1) Create a new object via oracle.create(TYPE_OF_OBJECT)
2) Set various attributes on the object via object.set() or object.add()
3) Finish the creation of the object via object.finish().
4) Use the object however you want
5) Return the object to the cache via object.cache_return()

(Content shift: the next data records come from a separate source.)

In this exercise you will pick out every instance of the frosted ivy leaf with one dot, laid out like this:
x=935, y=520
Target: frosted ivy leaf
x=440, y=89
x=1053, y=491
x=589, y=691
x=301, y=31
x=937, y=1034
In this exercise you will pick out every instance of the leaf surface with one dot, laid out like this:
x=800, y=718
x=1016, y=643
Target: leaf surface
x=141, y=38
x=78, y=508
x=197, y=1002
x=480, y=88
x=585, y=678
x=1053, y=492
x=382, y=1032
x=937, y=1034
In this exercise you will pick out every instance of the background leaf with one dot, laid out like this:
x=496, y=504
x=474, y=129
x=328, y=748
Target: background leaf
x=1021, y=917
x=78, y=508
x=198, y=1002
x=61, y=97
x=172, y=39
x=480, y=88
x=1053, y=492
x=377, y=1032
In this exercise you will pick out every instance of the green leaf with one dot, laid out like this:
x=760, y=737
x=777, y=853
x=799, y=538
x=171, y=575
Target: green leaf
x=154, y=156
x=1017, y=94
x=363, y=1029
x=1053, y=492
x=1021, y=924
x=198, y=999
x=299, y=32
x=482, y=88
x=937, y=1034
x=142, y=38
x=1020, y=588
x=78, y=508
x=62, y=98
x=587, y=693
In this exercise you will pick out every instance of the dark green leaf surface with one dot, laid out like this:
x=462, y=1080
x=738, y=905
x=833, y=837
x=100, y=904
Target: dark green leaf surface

For most objects we dont need to use them directly but we need to have
their URNs which we keep around in order to set other attributes on
other objects. Once we returned the object to the cache we do not own
it any more and can not touch it. So to close the objects we need to
call oracle.open() to receive it by URN. (there is a locking semantic
here in which the object is locked to our thread between the
create/open call and the cache_return() - thats why we can not touch
it outside these calls).

The resulting RDF from the above is:
@base <aff4://a1f70e3d-46cf-497e-9537-fb4aa937e827> .
@prefix rdf: <http://www.w3.org/1999/02/22-rdf-syntax-ns#> .
@prefix aff4: <http://afflib.org/2009/aff4#> .
@prefix xsd: <http://www.w3.org/2001/XMLSchema#> .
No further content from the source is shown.